A.Whether the relative reactions will be influenced by the metabolism of the adopted cells(i.e. E.coli, yeast)?
B.Whether the established modeling can characterize related features of corresponding projects. For instance, for the project “sensor”, whether the model can accurately deal with every biochemistry step and then precisely output two essential scales of the “sensor”, namely sensitivity range and response time?
C.Is the model valid, whose equations stand in the special reaction environment(minimal space for reactions, the quantized number of molecules)?
D.Is it necessary to consider the effect of noise? If so, then does the divece possess noise immunity and robustness?
E.Can the established model be simulated by current computing devices?
Considering all the elements above, the models are given in two sections. For different issues, related models are discussed step by step. The integration of three models is expected so as to reflect the reality of the reaction given by relative devices, and instruct our design and experiments.
SectionⅠ: Software Simulation for Core Circuit
Modular, mass-action-kinetics-based model of the dioxin sensor circuits
Differently from the work by Ajo-Franklin et al. [1], we did not use a simplified model based on Hill functions but we tried to give a more detailed description of the interactions that take place in our circuits by using mass-action as kinetics. As a novelty, with respect to the model in [1], our model consider
1. cell compartments (nucleus and cytoplasm);
2. mRNA synthesis by RNA polymerase;
3. mRNA splicing, maturation, and transport from the nucleus to the cytoplasm;
4. mRNA translation via ribosomes;
5. activator protein transport from the cytoplasm to the nucleus;
6. the interaction of dioxin with its receptor on the synthetic activator we constructed;
7. the presence of multiple operators along the promoter sequence and their interaction with the activator.
In order to construct our model, we used the software Parts & Pools [2-4]. This software generates models for circuit components such as Standard Biological Parts and Pools of molecules (proteins, mRNA, chemicals, etc.). Complex Parts such as our regulated promoters needs many species and reactions to be described properly. Parts & Pools provides such a detailed Part representation via a “rule-based modeling” approach. Parts & Pools generates, indeed, a set of rules and passes to the software BioNetGen [5] that returns a complete list of species and reaction inside the Part. Parts & Pools converts this information into an MDL (Model Definition Language) [6] file. In this format, Parts and Pools are independent modules that can be wired up together into a circuit. We designed our circuits with the software ProMoT [7]. Finally, we exported out circuit, from the MDL to the SBML format [8] and simulated them with COPASI [9].
1. Main ideas
Synthetic gene circuits are designed as the electronic ones. We used Standard Biological Parts such as promoters, coding regions, and terminators that have a well-defined function in transcription or translation. Together with Parts, we used Pools as stores for different kind of molecules.

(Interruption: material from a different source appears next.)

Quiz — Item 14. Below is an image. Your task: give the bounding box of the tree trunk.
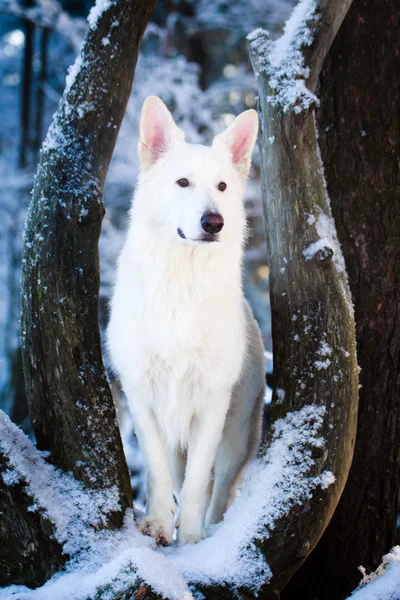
[283,0,400,600]
[22,0,156,526]
[19,0,35,167]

Parts and Pools exchange fluxes of molecules like electric components exchange a flux of electrons (current). Biological currents are, for instance, (PoPS: Polymerases Per Second) and (RiPS: Ribosomes Per Second). RNA polymerases, indeed, scan entire DNA transcription units and ribosomes go through all the Parts on the mRNA.

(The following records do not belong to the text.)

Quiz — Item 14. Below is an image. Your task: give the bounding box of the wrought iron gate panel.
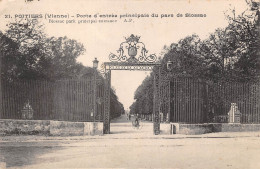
[153,67,161,135]
[160,80,170,122]
[103,70,111,134]
[102,35,161,135]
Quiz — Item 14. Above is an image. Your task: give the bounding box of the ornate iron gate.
[102,35,162,135]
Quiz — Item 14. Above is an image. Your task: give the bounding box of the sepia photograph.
[0,0,260,169]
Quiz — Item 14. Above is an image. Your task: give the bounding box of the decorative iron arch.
[101,34,170,135]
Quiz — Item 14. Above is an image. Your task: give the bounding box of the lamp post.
[93,58,99,122]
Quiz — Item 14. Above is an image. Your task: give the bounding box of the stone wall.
[0,119,103,136]
[0,119,50,135]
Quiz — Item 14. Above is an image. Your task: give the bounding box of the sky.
[0,0,246,109]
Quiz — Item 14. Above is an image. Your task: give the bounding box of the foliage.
[0,19,124,117]
[130,1,260,116]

Our synthetic activators are also stored into a Pool. Their flux (Factor Per Second) puts in communication the two transcription units in our circuits. Finally, the dioxin (chemical) Pool is an interface between the circuit and the cell environment. The nucleus has also a Pool for the spliceosome and RNA polymerase, whereas the cytoplasm contains as many mRNA pools as there are coding regions in the circuit, a Pool for the ribosome, and one for the fluorescent protein, the circuit read-out. Each Part (and each Pool) has an independent model (MDL file). After wiring them together, the model of the whole circuit comes from the composition of the models of all its components.
2. Building the model
As mentioned above, we used four different kinds of software: Parts & Pools, BioNetGen, ProMoT, and Copasi.

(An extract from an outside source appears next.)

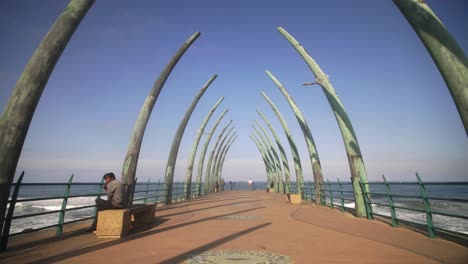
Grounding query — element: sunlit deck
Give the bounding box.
[0,191,468,263]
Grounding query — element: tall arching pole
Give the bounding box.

Every Part has its own input file. A promoter input file requires specifying the promoter structure (operator number) and the kind of regulation transcription regulation, if present. Since every operator can lie in two states (free, or taken by a transcription factor), a promoter with N operators can lie into at least 2^N states (combinatorial explosion). Indeed, the promoters we used in our circuits with simple activation host 4 operators, each bound by the same activator. Overall, these promoters host 36 species and 174 reactions. More complex is the promoter we used in the memory circuit. It has 6 operators: 3 bound by the simple LexA-DR (Dioxin Receptor) activator, and the other 3 by the fusion protein GFP-LexA-DR (we could not model operators shared by the two activators but this design is totally equivalent). The model of this promoter shows, on the whole, 133 species and 958 reactions. Such a complex description can be achieved with a rules-based modeling approach. Parts & Pools converts, therefore, an input file into a list of rules that are sent to BioNetGen. BioNetGen returns a list of species and reactions to Parts & Pools. Parts & Pools adds to this the only information missing to have a model for the promoter as an independent Part: the fluxes of molecules it exchanges with other Parts and Pools in a circuit. This final description (species, reaction, and fluxes of molecules) is written into an MDL file. These files are generated for each circuit components. They are loaded into ProMoT, the software we used for our circuit visual design. ProMoT generates the model for the complete circuits and permits to export it into SBML format for running circuit simulations. We simulated the dynamics of our circuits with COPASI (see the Figure above).
Results
Sensor group without dioxin
Sensor group with dioxin c=0.001mol/L
Control group without dioxin.
We spent a whole day to design and simulate related devices with this software and ProMoT. The models reflect several problems:
a)The influence the metabolism system has on our genetic circuit is quite small. We have built up some models for corresponding reactions by Hill Equation. It turns out that their results are similar to others. So the models given by Law of Mass Action will not deviate too much from the reality.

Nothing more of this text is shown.